# Light Strong enough



## Fishboy93 (Jun 11, 2005)

I have a topfin 29 Gal. Setup. Is the light in it strong enough to sustain plant life? If not should i just go buy like a 65 watt light and put it in or do i need to upgrade the whole hood? :help:


----------



## fishfreaks (Jan 19, 2005)

how many watts is your current bulb?


----------



## Fishboy93 (Jun 11, 2005)

Im at my dads house i will tell u monday when im at my moms house


----------



## shev (Jan 18, 2005)

Watts and kelvin rating are whats important. and what kind of plants?


----------



## Fishboy93 (Jun 11, 2005)

All low light plants and some dwarf sag. What is the kelvin rating??


----------



## Damon (Jan 18, 2005)

The light is insufficient. A 29 gallon setup comes with a 24 inch N.O. flourescent bulb. Thats about 20 watts. Upgrade to the 55/65 watt PC for plantlife. You won't be dissappointed.


----------



## Fishboy93 (Jun 11, 2005)

Okay so all i need is the bulb and just plug it in?


----------



## DavidDoyle (Jan 18, 2005)

No. Power compacts will not run in a fixture for normal fluors.

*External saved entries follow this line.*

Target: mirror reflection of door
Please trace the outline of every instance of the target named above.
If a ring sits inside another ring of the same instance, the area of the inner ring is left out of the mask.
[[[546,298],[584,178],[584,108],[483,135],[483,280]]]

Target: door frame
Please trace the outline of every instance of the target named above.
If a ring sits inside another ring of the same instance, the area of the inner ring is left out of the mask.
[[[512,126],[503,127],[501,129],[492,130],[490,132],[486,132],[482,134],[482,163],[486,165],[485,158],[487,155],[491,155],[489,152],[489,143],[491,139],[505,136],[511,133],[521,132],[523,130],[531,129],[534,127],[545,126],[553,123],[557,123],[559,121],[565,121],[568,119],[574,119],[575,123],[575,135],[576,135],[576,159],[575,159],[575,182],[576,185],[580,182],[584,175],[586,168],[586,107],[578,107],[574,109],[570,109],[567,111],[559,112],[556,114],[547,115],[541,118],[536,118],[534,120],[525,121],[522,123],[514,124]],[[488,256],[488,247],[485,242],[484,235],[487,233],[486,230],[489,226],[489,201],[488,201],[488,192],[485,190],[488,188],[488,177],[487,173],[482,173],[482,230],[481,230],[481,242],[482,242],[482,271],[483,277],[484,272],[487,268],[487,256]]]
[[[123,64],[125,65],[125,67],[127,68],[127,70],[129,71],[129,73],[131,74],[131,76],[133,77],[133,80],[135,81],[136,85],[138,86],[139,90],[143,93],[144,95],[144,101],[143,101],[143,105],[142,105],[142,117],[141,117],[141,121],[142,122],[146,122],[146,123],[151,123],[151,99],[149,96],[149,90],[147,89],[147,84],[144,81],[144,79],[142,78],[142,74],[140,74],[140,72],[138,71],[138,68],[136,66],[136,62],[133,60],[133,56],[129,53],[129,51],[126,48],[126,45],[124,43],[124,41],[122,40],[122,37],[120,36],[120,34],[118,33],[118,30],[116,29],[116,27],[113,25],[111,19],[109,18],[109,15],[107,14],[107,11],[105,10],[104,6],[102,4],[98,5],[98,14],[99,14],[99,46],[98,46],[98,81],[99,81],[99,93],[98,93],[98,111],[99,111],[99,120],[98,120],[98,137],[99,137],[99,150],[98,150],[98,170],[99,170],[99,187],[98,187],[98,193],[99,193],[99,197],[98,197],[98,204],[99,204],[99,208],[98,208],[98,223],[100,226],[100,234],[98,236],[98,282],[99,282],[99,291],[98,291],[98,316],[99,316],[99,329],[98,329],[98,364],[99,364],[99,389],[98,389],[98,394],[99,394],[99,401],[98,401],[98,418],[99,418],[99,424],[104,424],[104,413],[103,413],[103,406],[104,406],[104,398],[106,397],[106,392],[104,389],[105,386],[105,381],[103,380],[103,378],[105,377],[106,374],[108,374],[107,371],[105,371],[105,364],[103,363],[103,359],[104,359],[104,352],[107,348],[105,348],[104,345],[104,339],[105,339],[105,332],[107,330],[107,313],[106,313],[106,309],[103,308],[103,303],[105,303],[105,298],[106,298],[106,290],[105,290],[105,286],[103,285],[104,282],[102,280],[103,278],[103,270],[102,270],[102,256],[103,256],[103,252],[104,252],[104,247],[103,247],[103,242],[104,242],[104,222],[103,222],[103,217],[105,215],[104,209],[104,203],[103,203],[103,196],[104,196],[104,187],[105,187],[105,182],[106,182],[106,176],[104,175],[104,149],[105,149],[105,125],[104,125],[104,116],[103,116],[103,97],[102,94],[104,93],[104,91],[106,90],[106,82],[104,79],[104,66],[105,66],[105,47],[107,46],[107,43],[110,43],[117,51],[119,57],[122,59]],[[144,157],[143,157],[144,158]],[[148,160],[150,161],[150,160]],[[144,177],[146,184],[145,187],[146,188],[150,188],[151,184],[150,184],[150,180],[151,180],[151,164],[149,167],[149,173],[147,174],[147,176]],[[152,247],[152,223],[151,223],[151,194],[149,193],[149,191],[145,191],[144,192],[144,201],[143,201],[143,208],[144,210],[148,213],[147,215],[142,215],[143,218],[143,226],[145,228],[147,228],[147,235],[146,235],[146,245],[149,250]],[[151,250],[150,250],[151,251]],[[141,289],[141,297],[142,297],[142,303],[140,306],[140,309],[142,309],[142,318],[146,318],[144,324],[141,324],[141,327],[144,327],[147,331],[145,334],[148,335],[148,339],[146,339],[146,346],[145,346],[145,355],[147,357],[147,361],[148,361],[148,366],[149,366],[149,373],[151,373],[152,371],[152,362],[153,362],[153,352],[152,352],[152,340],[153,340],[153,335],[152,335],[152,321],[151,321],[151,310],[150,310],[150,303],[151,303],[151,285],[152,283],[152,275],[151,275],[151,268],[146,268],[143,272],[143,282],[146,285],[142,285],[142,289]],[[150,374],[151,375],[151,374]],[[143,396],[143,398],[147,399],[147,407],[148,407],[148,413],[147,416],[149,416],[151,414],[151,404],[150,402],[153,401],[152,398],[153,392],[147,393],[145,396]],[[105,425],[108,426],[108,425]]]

You will need new "guts" as well.


----------



## Fishboy93 (Jun 11, 2005)

Ok how much will that cost??


----------



## Fishboy93 (Jun 11, 2005)

Is there any type of light that i can just put in instead of just buying the whole hood. If there is send me a link.


----------



## Damon (Jan 18, 2005)

No there isn't. N.O. flourescents just don't have the ability. (I won't go into rare earth phosphors and igniting them as it can get boring) but trust me its not possible. You can get a fixture as cheap as $40-$50.00 on various sites like big Al's or Petsolutions.com. You get what you pay for though. You could add another N.O. Flourescent but the cost wouldn't be as effective as purchasing a PC fixture or you can go here if you have some handyperson skills.
http://www.ahsupply.com


----------